If this is indeed the case, then what is most likely happening is that the repository version of the files in question somehow have CRLFs in them. When you check them out, the working copies would of course also have those CRLFs. Now here's the rub: when doing a git status, git diff, etc. git compares what is in the repo/index not to what is actually in your working directory, but to what would be committed after line ending normalization is done, i.e. with the CRLFs replaced by LFs. In this case, git sees that what is in the index/repo has CRLFs, and what you would commit only has LFs, and thus there is a difference.

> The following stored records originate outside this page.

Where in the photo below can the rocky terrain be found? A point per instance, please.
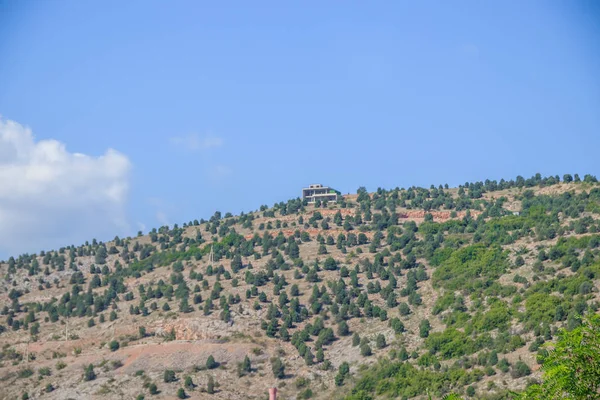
(458, 288)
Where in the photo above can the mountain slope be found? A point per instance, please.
(455, 288)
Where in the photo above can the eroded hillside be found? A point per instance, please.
(397, 293)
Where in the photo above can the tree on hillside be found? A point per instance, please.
(278, 368)
(572, 368)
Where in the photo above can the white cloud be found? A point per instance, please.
(219, 171)
(195, 142)
(51, 198)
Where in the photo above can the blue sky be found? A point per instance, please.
(230, 105)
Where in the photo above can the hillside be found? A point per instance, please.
(397, 293)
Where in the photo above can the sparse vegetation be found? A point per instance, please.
(431, 280)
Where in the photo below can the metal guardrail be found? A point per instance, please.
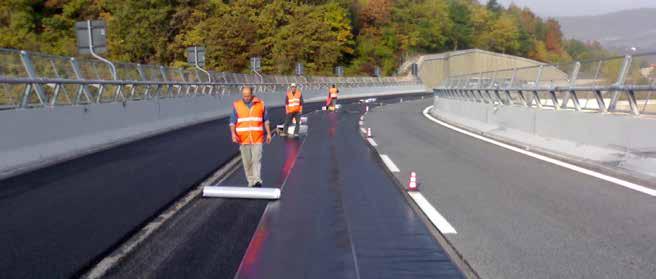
(29, 80)
(624, 84)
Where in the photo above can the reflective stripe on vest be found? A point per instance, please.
(333, 92)
(249, 126)
(294, 101)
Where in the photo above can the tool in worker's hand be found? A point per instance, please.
(412, 185)
(290, 130)
(241, 192)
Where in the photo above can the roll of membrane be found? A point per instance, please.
(241, 192)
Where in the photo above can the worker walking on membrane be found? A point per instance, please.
(331, 102)
(248, 123)
(293, 109)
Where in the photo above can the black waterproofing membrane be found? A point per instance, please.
(341, 215)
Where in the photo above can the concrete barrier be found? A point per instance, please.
(608, 140)
(34, 138)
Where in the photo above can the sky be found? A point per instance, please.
(555, 8)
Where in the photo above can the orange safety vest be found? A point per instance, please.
(294, 101)
(333, 92)
(250, 125)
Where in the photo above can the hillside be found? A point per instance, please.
(358, 34)
(617, 31)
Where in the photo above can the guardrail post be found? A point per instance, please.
(165, 78)
(536, 96)
(83, 89)
(620, 82)
(571, 93)
(40, 93)
(510, 85)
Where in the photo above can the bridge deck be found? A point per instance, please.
(516, 216)
(340, 216)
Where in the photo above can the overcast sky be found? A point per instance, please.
(578, 7)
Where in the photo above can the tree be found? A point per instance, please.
(494, 6)
(462, 30)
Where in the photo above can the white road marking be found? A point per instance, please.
(435, 217)
(388, 162)
(623, 183)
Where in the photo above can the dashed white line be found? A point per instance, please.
(388, 162)
(623, 183)
(435, 217)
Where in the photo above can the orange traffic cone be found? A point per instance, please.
(412, 185)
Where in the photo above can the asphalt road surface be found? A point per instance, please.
(516, 216)
(58, 221)
(340, 216)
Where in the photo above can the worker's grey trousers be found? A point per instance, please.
(251, 158)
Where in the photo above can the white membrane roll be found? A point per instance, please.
(241, 192)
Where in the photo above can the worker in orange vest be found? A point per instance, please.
(248, 123)
(331, 102)
(293, 109)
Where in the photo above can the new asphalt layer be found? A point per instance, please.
(340, 216)
(516, 216)
(58, 221)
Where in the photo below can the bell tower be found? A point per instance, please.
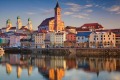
(19, 22)
(29, 24)
(57, 16)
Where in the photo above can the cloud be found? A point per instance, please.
(88, 5)
(68, 13)
(81, 16)
(47, 11)
(30, 13)
(74, 7)
(89, 11)
(115, 9)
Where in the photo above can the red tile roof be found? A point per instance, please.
(42, 31)
(46, 22)
(93, 25)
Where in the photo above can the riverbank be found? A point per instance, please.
(81, 52)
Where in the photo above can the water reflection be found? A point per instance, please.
(60, 68)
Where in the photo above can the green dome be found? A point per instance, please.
(18, 17)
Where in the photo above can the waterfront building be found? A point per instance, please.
(54, 23)
(70, 29)
(102, 39)
(82, 39)
(30, 69)
(19, 23)
(4, 40)
(57, 62)
(39, 40)
(57, 39)
(15, 39)
(70, 40)
(14, 59)
(90, 27)
(25, 42)
(29, 24)
(8, 68)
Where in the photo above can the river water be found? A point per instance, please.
(27, 67)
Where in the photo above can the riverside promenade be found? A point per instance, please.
(79, 52)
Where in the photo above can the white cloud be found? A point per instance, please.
(74, 7)
(115, 9)
(88, 5)
(30, 13)
(89, 11)
(81, 16)
(47, 11)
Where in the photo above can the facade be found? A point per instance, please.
(70, 40)
(54, 23)
(57, 39)
(82, 39)
(15, 39)
(29, 24)
(39, 40)
(19, 23)
(70, 29)
(102, 39)
(90, 27)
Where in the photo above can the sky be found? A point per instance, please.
(74, 12)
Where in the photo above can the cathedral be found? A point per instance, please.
(53, 23)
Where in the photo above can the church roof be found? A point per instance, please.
(46, 22)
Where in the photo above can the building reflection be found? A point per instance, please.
(51, 67)
(19, 71)
(54, 67)
(8, 68)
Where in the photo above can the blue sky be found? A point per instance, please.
(74, 12)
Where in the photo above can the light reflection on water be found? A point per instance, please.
(25, 67)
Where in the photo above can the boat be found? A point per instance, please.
(1, 52)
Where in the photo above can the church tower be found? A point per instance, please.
(8, 23)
(57, 17)
(19, 23)
(29, 24)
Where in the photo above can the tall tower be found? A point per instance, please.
(8, 23)
(57, 16)
(19, 23)
(29, 24)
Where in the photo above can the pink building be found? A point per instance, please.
(71, 37)
(15, 39)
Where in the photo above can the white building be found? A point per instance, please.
(57, 39)
(39, 40)
(101, 39)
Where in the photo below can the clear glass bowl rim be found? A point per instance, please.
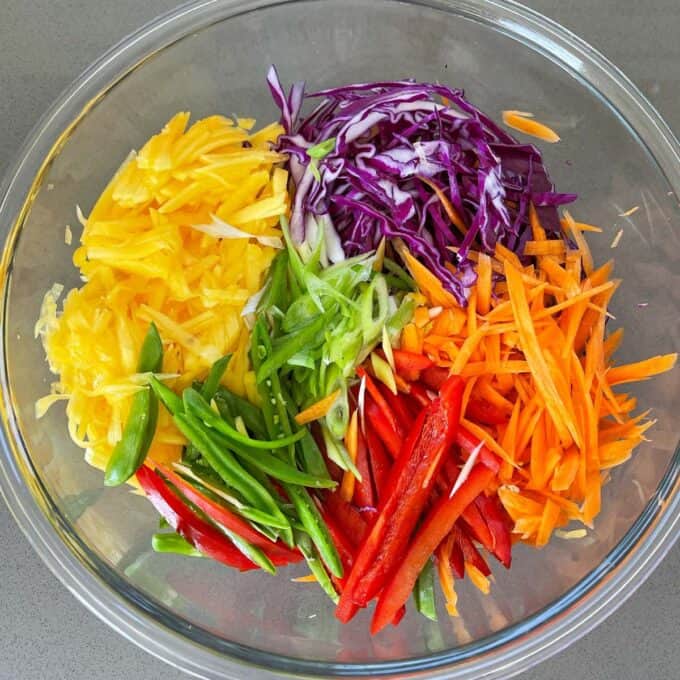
(127, 611)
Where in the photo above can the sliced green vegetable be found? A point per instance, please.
(322, 149)
(174, 543)
(198, 407)
(316, 566)
(223, 462)
(140, 427)
(212, 382)
(423, 593)
(251, 551)
(167, 397)
(231, 405)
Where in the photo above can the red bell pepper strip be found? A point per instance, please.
(468, 442)
(401, 612)
(434, 377)
(410, 365)
(437, 524)
(364, 494)
(379, 400)
(418, 393)
(456, 560)
(405, 456)
(411, 483)
(478, 528)
(400, 408)
(278, 552)
(347, 517)
(203, 536)
(500, 526)
(380, 463)
(470, 553)
(375, 419)
(486, 413)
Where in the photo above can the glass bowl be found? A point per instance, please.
(210, 57)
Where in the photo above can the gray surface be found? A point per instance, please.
(45, 634)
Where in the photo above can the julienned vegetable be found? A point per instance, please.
(421, 375)
(140, 428)
(414, 161)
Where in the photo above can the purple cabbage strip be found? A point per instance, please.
(389, 135)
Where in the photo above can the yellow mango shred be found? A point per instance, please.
(142, 260)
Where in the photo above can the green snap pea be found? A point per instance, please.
(226, 466)
(130, 451)
(291, 345)
(423, 593)
(311, 458)
(167, 397)
(140, 427)
(151, 354)
(198, 407)
(174, 543)
(311, 520)
(212, 382)
(316, 566)
(263, 518)
(278, 422)
(274, 466)
(252, 552)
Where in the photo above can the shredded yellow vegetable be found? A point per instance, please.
(144, 257)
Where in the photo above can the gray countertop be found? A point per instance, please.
(45, 634)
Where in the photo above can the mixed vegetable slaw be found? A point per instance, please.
(368, 337)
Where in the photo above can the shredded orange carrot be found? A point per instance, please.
(533, 346)
(641, 370)
(534, 355)
(538, 248)
(522, 122)
(427, 282)
(580, 242)
(478, 579)
(317, 410)
(446, 576)
(483, 283)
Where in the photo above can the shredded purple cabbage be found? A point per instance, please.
(388, 135)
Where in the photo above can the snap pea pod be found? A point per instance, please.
(231, 405)
(278, 422)
(423, 593)
(316, 566)
(151, 354)
(313, 523)
(311, 458)
(130, 452)
(212, 382)
(226, 466)
(220, 493)
(274, 466)
(167, 397)
(174, 543)
(252, 552)
(198, 407)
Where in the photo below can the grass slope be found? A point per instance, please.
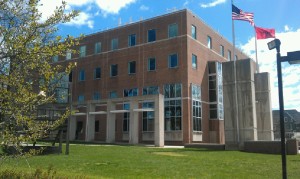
(144, 162)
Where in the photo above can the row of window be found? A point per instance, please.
(172, 63)
(150, 90)
(209, 44)
(132, 41)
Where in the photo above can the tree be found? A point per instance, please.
(27, 46)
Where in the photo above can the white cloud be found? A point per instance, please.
(286, 28)
(144, 8)
(113, 6)
(267, 62)
(82, 19)
(212, 4)
(105, 7)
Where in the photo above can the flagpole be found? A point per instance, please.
(257, 66)
(235, 82)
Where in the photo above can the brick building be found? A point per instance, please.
(176, 55)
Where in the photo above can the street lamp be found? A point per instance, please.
(292, 58)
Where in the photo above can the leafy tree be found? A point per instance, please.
(27, 46)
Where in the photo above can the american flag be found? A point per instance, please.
(238, 14)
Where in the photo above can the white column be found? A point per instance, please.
(159, 134)
(110, 122)
(133, 123)
(72, 131)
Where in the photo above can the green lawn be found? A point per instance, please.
(145, 162)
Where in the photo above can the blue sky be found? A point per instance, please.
(283, 15)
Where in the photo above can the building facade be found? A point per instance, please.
(176, 55)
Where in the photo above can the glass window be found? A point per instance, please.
(97, 47)
(81, 75)
(82, 51)
(151, 64)
(229, 55)
(150, 90)
(196, 92)
(96, 95)
(151, 35)
(113, 94)
(132, 67)
(215, 86)
(209, 42)
(113, 70)
(55, 58)
(148, 117)
(173, 30)
(69, 55)
(194, 32)
(130, 92)
(114, 44)
(97, 73)
(222, 50)
(131, 40)
(173, 61)
(80, 98)
(126, 117)
(194, 61)
(173, 115)
(97, 124)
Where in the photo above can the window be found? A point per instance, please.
(80, 98)
(114, 44)
(172, 107)
(81, 76)
(69, 55)
(194, 32)
(97, 73)
(130, 92)
(97, 124)
(126, 117)
(229, 55)
(55, 58)
(151, 35)
(173, 61)
(215, 86)
(113, 94)
(196, 113)
(131, 40)
(222, 50)
(173, 30)
(96, 96)
(132, 67)
(194, 61)
(148, 117)
(209, 43)
(150, 90)
(113, 70)
(82, 51)
(172, 90)
(97, 47)
(151, 64)
(71, 76)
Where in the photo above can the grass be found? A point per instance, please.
(145, 162)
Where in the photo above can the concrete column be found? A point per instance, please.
(110, 122)
(240, 120)
(159, 125)
(72, 128)
(90, 123)
(263, 107)
(133, 123)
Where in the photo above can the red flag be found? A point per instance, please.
(263, 33)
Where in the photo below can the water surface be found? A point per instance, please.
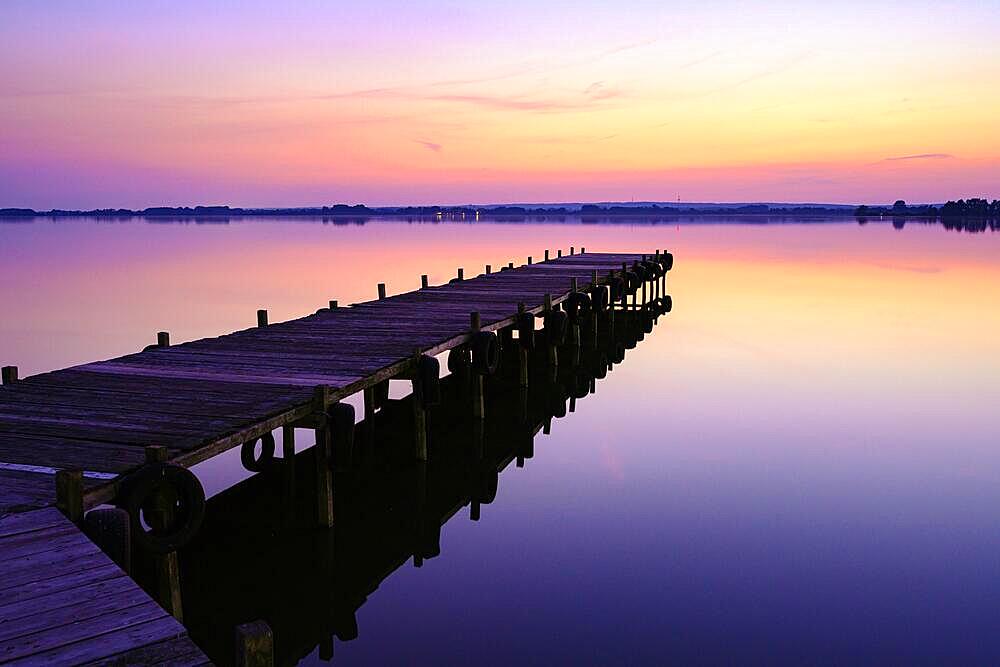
(799, 463)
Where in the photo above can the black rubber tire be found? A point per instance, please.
(248, 453)
(429, 374)
(577, 306)
(557, 401)
(599, 298)
(526, 330)
(485, 353)
(600, 367)
(632, 282)
(189, 511)
(459, 360)
(617, 289)
(556, 323)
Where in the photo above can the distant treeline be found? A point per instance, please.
(467, 212)
(980, 209)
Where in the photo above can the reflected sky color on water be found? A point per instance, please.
(800, 461)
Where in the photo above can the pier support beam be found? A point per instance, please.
(419, 413)
(254, 645)
(478, 398)
(166, 568)
(324, 475)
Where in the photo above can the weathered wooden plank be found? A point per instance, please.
(26, 522)
(177, 652)
(108, 635)
(59, 611)
(61, 581)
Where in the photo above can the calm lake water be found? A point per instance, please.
(800, 464)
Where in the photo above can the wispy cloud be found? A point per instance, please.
(429, 145)
(921, 156)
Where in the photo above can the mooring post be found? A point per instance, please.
(419, 414)
(522, 352)
(644, 299)
(574, 327)
(8, 374)
(166, 567)
(288, 464)
(254, 645)
(478, 402)
(69, 493)
(553, 348)
(324, 475)
(369, 397)
(611, 308)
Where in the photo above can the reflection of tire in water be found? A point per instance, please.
(248, 453)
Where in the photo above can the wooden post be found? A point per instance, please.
(478, 401)
(324, 476)
(522, 353)
(8, 374)
(553, 348)
(419, 414)
(574, 327)
(69, 494)
(254, 645)
(288, 464)
(166, 568)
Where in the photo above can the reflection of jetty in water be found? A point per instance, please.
(260, 557)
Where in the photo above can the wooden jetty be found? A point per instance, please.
(125, 430)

To see if this is the case, run the following commands:

git hash-object path/to/filename
git hash-object --no-filter path/to/filename
git ls-files -s path/to/filename

The first command will show you the hash of what would be committed. The second command shows you the hash of what is actually in your working directory. The third command shows you the hash of what is in the index. If the first and second hashes are different, and the second and third hashes are the same, you are almost definitely in the situation I have described.

So the question is, how to get out of it? One simple way is to simply add/commit the "changes". This will have the effect of putting LFs in the repository copy, solving the problem going forward. If everyone using the repository is on Windows, however, there is really no need for the line normalizations anyway. You can disable them by putting * -text in your .gitattributes file (and removing any lines below it that sets the type of a file to text). That's the option I chose when I ran into this problem, as I'm not a fan of my version control system changing the contents of my files.